The fact that in the case quoted there was a specific reservation of the condemnation award, taking the case out of the general rule, merely exemplifies that rule as we have stated it. See, also, Chicago v. Barbian, 80 Ill. 482; Price v. Engelking, 58 Ill. App. 547; Schreiber v. Chicago & E. R. Co., 115 Ill. 340, 3 N. E. 427.

“In general where property is conveyed during condemnation proceedings and before possession is taken, the person entitled to the compensation is the one who owns the premises when possession is actually taken. Thus the vendee is entitled to the damages where the land is conveyed to him after the award but before there has been a final confirmation.” 15 Cyc. 797.

See, also, Howley v. Pittsburg, 204 Pa. St. 428, 54 Atl. 347; Meginnis v. Nunamaker, 64 Pa. St. 374; Carli v. Still-water $ St. Paul R. Co., 16 Minn. 260; Magee v. Brooklyn, 144 N. Y. 265, 39 N. E. 87; In re Hamilton Street, 144 App. Div. 702, 129 N. Y. Supp. 317; Roberts v. Northern Pac. R. Co., 158 U. S. 1; Virginia-Carolina R. Co. v. Booker, 99 Va. 633, 39 N. E. 591; Obst v. Covell, 93 Minn. 30, 100 N. W. 650; Clark v. Meyerdirck, 107 Md. 63, 68 Atl. 141; Kiebler v. Holmes, 58 Mo. App. 119.

There is no controlling significance in the fact that the judgment when entered carries interest from the date of the verdict, as held in North Coast R. Co. v. Aumiller, 61 Wash. 271, 112 Pac. 384, and State ex rel. Donofrio v. Humes, supra. This arises merely from the fact that of necessity the damages are assessed as of the date of the trial. That, however, can make no possible difference in relation to the question here presented, since the proceeding is one in rem. No right to the money, either principal or interest, attaches until the title to the land or the right to damage it passes by *137payment or by the expiration of the period accorded for abandonment.

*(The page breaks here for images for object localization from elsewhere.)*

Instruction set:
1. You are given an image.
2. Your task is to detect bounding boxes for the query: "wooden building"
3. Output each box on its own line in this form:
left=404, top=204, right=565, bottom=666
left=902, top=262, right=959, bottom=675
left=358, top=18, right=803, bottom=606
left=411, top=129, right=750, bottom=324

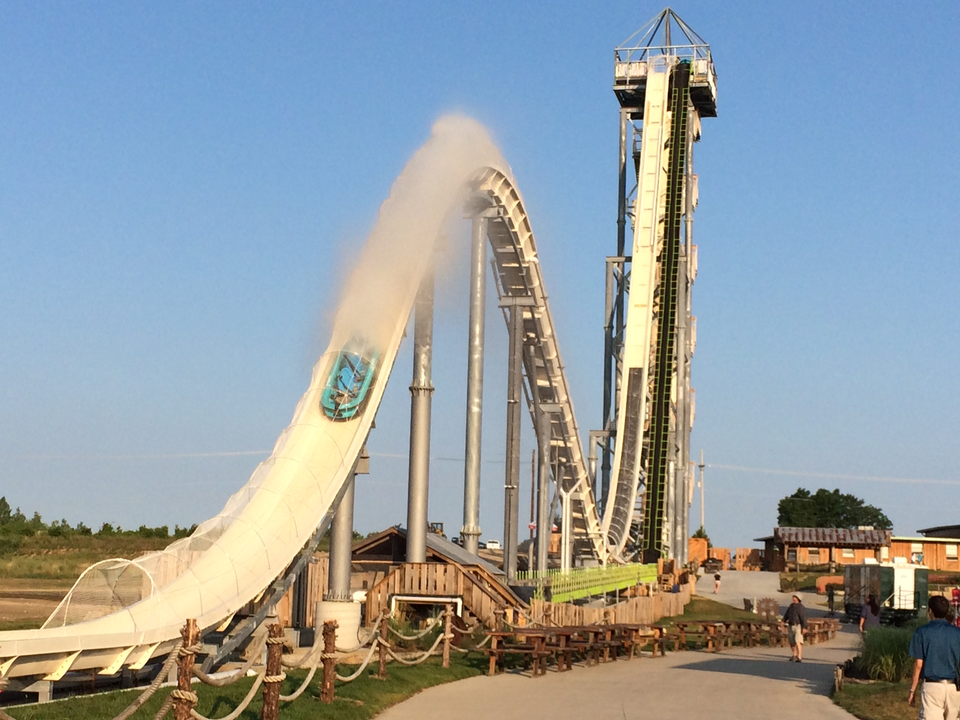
left=889, top=536, right=960, bottom=571
left=755, top=527, right=892, bottom=572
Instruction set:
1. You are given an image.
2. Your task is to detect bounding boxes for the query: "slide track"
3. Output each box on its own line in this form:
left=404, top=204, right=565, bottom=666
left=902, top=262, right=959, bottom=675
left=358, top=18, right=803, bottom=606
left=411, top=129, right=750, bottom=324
left=0, top=152, right=609, bottom=688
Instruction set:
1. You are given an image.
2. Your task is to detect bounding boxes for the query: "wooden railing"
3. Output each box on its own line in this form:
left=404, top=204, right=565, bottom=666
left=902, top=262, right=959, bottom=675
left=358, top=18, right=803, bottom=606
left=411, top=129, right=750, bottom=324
left=365, top=562, right=523, bottom=627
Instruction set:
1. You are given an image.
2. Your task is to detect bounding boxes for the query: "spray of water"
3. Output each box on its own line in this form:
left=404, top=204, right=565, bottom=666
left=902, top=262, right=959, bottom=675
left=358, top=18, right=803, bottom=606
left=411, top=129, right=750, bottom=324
left=331, top=114, right=508, bottom=351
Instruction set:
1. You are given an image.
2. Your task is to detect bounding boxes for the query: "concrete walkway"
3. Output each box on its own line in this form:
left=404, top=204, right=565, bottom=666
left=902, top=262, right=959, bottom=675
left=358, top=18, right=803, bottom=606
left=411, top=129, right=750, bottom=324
left=697, top=568, right=824, bottom=611
left=378, top=572, right=861, bottom=720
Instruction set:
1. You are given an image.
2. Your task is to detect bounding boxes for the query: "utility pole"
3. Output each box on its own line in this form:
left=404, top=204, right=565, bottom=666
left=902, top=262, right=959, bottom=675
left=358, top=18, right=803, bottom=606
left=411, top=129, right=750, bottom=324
left=698, top=449, right=705, bottom=531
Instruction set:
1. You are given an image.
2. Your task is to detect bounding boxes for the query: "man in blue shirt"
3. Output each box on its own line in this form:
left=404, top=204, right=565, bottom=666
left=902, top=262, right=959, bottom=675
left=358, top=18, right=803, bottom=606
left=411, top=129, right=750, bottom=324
left=908, top=595, right=960, bottom=718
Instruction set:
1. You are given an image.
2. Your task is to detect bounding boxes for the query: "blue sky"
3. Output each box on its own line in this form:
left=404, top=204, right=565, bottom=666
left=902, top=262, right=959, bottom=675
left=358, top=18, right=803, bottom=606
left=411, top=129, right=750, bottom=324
left=2, top=2, right=959, bottom=550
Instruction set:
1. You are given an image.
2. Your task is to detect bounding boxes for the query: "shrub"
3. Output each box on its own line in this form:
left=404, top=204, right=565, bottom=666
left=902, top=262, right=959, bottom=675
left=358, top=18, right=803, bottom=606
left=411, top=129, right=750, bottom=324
left=861, top=626, right=914, bottom=682
left=0, top=535, right=22, bottom=556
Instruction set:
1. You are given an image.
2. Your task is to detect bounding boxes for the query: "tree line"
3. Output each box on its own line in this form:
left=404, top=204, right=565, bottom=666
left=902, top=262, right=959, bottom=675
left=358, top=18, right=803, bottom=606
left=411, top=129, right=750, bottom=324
left=0, top=496, right=196, bottom=540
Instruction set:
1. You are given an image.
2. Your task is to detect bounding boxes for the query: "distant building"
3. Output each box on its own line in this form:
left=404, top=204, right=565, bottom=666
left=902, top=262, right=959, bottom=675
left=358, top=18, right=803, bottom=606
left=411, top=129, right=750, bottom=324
left=754, top=527, right=891, bottom=572
left=917, top=524, right=960, bottom=539
left=750, top=527, right=960, bottom=573
left=890, top=535, right=960, bottom=571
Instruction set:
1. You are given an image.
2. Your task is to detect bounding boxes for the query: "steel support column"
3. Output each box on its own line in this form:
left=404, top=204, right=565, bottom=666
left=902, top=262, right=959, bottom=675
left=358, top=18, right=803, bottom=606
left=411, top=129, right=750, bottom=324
left=669, top=100, right=697, bottom=566
left=326, top=474, right=356, bottom=602
left=406, top=268, right=435, bottom=564
left=501, top=297, right=533, bottom=580
left=461, top=215, right=488, bottom=556
left=533, top=401, right=561, bottom=574
left=560, top=488, right=573, bottom=572
left=600, top=258, right=615, bottom=512
left=536, top=419, right=551, bottom=574
left=600, top=106, right=632, bottom=516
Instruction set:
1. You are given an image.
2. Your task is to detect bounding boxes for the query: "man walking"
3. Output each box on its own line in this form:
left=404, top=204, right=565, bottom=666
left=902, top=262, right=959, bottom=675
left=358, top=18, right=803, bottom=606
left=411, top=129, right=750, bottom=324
left=782, top=594, right=806, bottom=662
left=908, top=595, right=960, bottom=719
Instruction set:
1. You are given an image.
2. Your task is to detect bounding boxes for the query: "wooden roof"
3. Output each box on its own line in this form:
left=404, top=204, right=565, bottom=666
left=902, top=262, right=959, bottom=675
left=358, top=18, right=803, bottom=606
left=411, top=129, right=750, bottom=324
left=774, top=527, right=891, bottom=548
left=351, top=527, right=505, bottom=577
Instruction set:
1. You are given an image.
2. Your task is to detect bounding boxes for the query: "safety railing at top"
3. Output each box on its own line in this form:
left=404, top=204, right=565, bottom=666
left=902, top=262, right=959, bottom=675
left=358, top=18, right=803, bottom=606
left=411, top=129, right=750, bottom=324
left=614, top=43, right=712, bottom=64
left=516, top=563, right=658, bottom=603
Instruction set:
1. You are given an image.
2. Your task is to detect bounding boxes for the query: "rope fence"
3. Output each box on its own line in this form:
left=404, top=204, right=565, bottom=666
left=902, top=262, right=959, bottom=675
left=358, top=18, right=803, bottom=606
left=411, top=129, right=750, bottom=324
left=0, top=604, right=496, bottom=717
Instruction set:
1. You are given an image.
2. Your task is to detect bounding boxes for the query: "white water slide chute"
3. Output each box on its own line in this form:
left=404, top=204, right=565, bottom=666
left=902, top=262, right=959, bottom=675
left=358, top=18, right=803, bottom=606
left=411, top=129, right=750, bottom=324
left=0, top=117, right=608, bottom=687
left=600, top=10, right=716, bottom=562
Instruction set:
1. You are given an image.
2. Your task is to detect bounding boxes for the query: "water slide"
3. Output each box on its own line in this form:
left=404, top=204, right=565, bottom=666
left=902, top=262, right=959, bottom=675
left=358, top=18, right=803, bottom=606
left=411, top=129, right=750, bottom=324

Our holding in In re Seattle, 26 Wash. 602, 67 Pac. 250, does not militate against the views here expressed. In that case the damage had actually been done by a physical change of the street grade before the title passed to the mortgagee by foreclosure and sale. He purchased the land in its damaged condition for the full mortgage debt. His claim was thus satisfied in full. He, therefore, had no right to compensation for damage to the property which had been actually accomplished before he acquired it. The fact that the condemnation to assess this damage which had already accrued, and compensation for which had already become a vested right, was completed subsequent to the foreclosure sale, did not divest the mortgagor’s personal claim which had attached and become a mature obligation against the city prior to that sale. The right to the damages having already accrued as a personal right could not pass as appurtenant to the land, but only by an assignment. Chicago v. Barbian, supra; In re Hamilton Street, supra; Turner v. Missouri Pac. R. Co., 130 Mo. App. 535, 109 S. W. 101; Smith v. Nashville & K. R. Co., 88 Tenn. 611, 13 S. W. 128; Chicago, B. & Q. R. Co. v. Englehart, 57 Neb. 444, 77 N. W. 1092.

The respondent, so far as the record shows, having received from the appellant full consideration for the property in its undamaged condition, having conveyed it with the appurtenances to the appellant by warranty deed without reservation, and the right to damage the land having been acquired by the city after this conveyance, and the damage having been actually inflicted by the city while the appellant was the owner, the appellant, under a statute such as ours, is both on reason and authority entitled to the compensation. We have been cited to no authority arising under a statute similar to ours holding to the contrary.

The judgment is reversed, and the cause is remanded with direction to substitute the appellant for the respondent in *138the judgment of condemnation, and to award to the appellant the money paid into the registry of the court for the right to damage this property. .

Crow, C. J., Main, Fullerton, and Morris, JJ., concur.